Given to determine the coordinates of the maximum or minimum value of the quadratic equation $f\left(x\right)=-4x^2+5x$ to the nearest hundredth.

The maximum or minimum value of a quadratic function lies at the vertex of the graph.

For an equation of the form $f\left(x\right)=a{x}^2+bx+c$:

if a>0, it is an upwards opening parabola and so has a minimum value

if a<0, it is a downwards opening parabola and so has a maximum value.

So, the given quadratic equation has a maximum value.

For an equation of the form $f\left(x\right)=a{x}^2+bx+c$, the x-coordinate of the vertex is given by $x=-\frac{b}{2a}$

Here for the given equation, a=-4,b=5

Plugging the values in the equation:

 $\begin{array}{l}x=-\frac{b}{2a}\\ x=-\frac{\left(5\right)}{2\left(-4\right)}\\ x=\frac{5}{8}\\ x=0.625\\ x\approx 0.63\end{array}$

Hence the x-coordinate of the vertex is x=0.63.

So, the y-coordinate of the vertex can be obtained by plugging the value in the equation.
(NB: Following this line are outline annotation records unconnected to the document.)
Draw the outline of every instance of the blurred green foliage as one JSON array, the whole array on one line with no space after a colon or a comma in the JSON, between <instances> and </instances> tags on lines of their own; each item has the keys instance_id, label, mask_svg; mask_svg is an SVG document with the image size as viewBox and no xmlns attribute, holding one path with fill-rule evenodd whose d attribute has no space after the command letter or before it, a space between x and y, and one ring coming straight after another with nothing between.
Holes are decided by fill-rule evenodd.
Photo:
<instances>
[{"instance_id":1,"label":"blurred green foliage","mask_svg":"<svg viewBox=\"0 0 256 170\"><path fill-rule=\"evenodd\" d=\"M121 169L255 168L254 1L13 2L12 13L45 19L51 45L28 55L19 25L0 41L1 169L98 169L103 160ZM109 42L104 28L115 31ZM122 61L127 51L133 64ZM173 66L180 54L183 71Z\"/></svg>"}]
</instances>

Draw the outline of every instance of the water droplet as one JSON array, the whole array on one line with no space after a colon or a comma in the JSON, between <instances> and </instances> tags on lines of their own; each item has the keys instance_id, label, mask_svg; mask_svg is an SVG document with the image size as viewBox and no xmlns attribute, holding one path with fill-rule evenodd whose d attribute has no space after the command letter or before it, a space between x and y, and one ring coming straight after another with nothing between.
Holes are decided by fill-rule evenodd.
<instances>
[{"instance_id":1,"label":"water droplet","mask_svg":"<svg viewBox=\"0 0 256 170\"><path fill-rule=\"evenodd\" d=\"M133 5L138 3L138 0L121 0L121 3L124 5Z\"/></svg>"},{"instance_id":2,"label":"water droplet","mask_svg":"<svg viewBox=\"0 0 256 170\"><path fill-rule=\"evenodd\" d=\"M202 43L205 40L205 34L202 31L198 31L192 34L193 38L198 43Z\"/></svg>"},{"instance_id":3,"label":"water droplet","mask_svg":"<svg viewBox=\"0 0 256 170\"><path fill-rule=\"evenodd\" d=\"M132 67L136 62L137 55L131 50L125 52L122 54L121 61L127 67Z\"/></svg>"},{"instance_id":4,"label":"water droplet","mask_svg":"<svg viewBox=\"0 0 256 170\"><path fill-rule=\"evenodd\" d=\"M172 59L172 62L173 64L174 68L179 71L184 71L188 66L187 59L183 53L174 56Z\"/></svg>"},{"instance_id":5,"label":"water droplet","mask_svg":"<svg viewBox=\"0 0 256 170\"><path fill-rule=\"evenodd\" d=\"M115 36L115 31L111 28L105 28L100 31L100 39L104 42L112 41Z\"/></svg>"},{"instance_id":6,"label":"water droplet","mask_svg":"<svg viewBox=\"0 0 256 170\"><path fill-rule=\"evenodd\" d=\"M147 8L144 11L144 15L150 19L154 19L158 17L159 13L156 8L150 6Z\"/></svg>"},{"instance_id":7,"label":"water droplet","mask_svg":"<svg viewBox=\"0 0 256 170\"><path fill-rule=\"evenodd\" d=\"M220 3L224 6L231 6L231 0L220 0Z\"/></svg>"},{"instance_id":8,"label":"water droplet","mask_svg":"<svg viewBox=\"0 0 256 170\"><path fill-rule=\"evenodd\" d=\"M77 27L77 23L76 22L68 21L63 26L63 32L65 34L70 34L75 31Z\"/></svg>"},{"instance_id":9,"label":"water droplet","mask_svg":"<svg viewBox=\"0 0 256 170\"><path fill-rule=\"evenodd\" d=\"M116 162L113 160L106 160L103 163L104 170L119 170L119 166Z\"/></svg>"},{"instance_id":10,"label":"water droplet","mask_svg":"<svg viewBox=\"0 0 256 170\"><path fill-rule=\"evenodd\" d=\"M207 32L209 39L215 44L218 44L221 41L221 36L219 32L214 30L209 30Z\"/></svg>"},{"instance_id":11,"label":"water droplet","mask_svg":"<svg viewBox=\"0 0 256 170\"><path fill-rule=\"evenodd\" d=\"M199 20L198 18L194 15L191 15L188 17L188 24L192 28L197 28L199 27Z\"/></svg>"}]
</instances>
Plugging x=0.625 in the equation:

 $\begin{array}{l}f\left(x\right)=-4x^2+5x\\ f\left(0.625\right)=-4{\left(0.625\right)}^2+5\left(0.625\right)\\ f\left(0.625\right)=-1.5625+3.125\\ f\left(0.625\right)=1.5625\\ f\left(0.625\right)\approx 1.56\end{array}$

Hence the coordinates of the vertex is $\left(0.63,1.5625\right)$.

The coordinates of the maximum value of the quadratic equation $f\left(x\right)=-4x^2+5x$ to the nearest hundredth is $\left(0.63,1.5625\right)$.